Teaching Effectiveness Award Essay, 2018

Working to support the Masters of Engineering capstone projects, my hardest challenge was teaching students to communicate the value and significance of their highly technical work. Students had to learn science writing; how to use a narrative to convey the value of their scientific endeavors to both their academic supervisors and to the wider public. Teaching them science writing proved to be a real challenge. Coming to understand that their learning had to be experiential, not instructional, helped me find a way to teach them how to apply a narrative to technical topics.

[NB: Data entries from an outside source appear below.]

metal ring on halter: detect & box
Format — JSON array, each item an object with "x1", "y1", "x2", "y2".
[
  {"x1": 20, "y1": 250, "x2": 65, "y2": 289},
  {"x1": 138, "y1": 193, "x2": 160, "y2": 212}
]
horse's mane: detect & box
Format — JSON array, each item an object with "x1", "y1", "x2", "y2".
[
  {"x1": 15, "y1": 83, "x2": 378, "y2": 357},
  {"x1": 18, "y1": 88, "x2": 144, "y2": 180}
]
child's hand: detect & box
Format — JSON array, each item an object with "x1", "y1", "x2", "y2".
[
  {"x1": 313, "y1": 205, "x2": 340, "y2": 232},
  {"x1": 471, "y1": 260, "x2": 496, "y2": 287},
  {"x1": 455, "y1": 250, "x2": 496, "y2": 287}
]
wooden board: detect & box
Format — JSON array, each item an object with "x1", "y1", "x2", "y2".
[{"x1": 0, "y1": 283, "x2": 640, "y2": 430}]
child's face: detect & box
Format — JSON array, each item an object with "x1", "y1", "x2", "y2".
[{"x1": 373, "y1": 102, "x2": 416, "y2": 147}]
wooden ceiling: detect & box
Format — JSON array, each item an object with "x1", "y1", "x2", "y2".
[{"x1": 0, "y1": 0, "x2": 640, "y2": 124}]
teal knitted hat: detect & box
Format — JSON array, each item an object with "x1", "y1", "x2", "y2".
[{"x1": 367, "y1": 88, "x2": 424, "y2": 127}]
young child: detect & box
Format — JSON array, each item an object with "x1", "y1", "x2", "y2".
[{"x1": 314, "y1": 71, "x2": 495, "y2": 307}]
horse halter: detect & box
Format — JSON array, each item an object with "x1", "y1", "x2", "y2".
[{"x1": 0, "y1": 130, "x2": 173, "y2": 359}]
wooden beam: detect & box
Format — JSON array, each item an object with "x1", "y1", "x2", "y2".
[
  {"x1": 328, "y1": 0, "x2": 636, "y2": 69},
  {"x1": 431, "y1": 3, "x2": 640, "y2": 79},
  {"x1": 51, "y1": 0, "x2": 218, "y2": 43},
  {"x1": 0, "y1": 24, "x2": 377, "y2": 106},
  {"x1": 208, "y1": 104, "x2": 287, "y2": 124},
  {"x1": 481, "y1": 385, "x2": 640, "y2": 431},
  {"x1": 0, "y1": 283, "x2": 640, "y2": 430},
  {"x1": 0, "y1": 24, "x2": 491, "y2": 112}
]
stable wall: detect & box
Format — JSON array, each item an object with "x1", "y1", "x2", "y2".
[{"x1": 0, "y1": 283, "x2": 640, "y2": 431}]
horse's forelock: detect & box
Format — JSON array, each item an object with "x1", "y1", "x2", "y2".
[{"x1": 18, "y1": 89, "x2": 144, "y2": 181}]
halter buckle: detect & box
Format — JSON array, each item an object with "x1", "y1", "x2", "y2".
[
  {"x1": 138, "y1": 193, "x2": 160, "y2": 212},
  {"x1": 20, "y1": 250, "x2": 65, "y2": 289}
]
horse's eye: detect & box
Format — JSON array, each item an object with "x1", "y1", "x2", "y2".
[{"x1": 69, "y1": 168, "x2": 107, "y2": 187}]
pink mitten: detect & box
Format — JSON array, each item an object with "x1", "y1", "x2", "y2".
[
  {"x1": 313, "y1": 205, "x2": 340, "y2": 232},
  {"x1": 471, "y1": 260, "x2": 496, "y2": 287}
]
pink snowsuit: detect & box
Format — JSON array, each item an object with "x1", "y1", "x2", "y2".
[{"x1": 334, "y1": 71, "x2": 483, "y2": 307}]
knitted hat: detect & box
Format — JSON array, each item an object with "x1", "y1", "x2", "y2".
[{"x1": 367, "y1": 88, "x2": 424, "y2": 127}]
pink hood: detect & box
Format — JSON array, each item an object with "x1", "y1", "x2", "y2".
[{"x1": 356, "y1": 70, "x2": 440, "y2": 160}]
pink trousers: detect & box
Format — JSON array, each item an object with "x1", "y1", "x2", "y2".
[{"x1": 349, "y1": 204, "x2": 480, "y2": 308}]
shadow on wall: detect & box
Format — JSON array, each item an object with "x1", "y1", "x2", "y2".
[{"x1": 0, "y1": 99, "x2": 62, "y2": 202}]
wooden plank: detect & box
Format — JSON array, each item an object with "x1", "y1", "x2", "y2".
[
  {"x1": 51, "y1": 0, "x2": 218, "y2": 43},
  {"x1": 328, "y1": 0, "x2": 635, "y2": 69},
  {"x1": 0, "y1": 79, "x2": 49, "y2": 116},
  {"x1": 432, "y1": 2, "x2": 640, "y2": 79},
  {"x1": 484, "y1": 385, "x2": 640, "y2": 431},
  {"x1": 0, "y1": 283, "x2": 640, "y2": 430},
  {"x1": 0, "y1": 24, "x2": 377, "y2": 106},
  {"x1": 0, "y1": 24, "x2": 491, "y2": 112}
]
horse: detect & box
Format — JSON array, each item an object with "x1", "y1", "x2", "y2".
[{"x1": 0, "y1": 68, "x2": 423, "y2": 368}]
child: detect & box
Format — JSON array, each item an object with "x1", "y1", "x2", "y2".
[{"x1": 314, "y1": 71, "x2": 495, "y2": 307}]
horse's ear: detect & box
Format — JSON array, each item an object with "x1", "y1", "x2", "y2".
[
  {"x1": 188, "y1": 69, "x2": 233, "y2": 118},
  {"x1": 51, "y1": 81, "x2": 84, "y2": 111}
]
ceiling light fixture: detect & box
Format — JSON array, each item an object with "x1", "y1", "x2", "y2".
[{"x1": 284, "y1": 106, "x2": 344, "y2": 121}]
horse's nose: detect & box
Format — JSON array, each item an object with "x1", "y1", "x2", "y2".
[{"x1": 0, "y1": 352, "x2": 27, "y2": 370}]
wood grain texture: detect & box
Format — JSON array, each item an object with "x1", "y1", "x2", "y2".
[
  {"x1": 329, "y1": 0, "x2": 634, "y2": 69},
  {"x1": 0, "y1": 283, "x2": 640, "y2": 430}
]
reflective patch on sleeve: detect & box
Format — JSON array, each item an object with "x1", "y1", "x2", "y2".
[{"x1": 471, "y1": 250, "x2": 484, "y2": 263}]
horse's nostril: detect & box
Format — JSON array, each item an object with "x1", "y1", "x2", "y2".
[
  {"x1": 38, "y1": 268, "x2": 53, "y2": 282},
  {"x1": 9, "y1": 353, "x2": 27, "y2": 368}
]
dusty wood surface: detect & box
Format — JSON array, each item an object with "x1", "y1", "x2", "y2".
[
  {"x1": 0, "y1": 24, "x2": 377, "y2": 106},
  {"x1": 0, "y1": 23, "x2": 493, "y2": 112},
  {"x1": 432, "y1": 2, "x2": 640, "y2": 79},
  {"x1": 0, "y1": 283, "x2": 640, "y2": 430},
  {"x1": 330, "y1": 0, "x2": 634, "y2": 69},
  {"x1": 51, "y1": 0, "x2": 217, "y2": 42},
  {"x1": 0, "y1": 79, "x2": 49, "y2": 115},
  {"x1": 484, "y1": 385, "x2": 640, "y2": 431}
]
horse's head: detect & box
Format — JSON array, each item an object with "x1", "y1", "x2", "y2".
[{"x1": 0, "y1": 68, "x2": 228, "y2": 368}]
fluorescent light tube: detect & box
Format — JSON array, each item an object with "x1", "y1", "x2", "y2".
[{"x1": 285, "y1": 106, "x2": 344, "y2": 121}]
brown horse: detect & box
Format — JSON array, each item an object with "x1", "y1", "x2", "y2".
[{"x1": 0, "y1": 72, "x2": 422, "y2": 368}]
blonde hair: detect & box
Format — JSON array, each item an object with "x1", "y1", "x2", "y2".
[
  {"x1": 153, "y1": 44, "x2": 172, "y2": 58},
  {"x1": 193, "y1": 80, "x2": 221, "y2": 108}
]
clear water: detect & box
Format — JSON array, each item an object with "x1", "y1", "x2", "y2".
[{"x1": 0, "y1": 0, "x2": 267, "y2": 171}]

The problem: How to link scientific data to meaningful ideas
The art of science writing is explaining a project in terms of the human experience: describing a story that connects the technical information to a narrative arc, which introduces the problem, builds tension around why this problem matters to individuals, and delivers a solution. To fully understand the value of their engineering project, students had to connect to the motivations, activities, and outcomes of their projects on a personal level. They had to learn to inform, explain, and argue why their work was meaningful to someone. The problem was that instructing students to build a narrative around a complex, data-driven topic proved very unintuitive—students struggled to see how deeply scientific projects could connect to a wide audience who may not have their depth of knowledge (or passion) for a niche topic. In my first semester in the program, I tried sharing examples from popular UC Berkeley science writers, but it didn’t help the students apply the narrative structure to their own work. Despite going over the examples in class, the feedback cards I handed out to students showed that they felt lost, and that the work was not practical. I then tried to go through each part of a narrative structure at the chalkboard, but again this didn’t work, as students’ mid-course assessments came back showing they could not apply the “introduction, tension, solution” structure to their own projects.

The solution: Learning to apply a narrative to science by doing, and not by listening
I turned to the GSI Teaching & Resource Center website for ideas. When I read about John Kihlstrom’s research that direct instruction helps inexperienced learners but does not benefit experienced learners, I had an “aha” moment. My teaching mode to the masters of engineering students was all direct “talk-and-chalk” instruction, which would not resonate with students already well versed in writing reports. They needed a real, legitimate exercise that would make them take the lead, just like they would as professional science writers. I changed the format of our discussion section to include an interactive exercise that broke down the parts of a science writing structure. In the next class, we took those elements and brainstormed in groups to discover exactly what about their projects applied to these elements. It helped them distill their project information into the key parts of a science narrative, and to create an argument that the work was useful to the reader as an individual, while giving explanations of the scientific information that supports that argument. Students quickly figured out the aspects of their work that would matter to people.

The value: Assessing the impact of learning by doing
To evaluate how well the new teaching mode worked for students, for the last assignment I created a review of each team’s outcomes from the in-class exercises. I then compared the grades to the previous semester, when I had only used talk-and-chalk—students responded well to the experiential learning, and the grade average of the class increased and the variation decreased. Students also noted in the end-of- semester feedback that the practical exercises were useful, and I felt the class no longer shied away from sharing work. In future semesters I hope to expand the exercises by asking teams to share their outcomes with students in different professional degree programs, to see how well their work resonates with a wider audience. Working with masters of engineering students is always inspiring, but helping them express the value of their work was what motivated me to continue improving my teaching. I learned that the best way for students to learn science writing is by doing, not listening.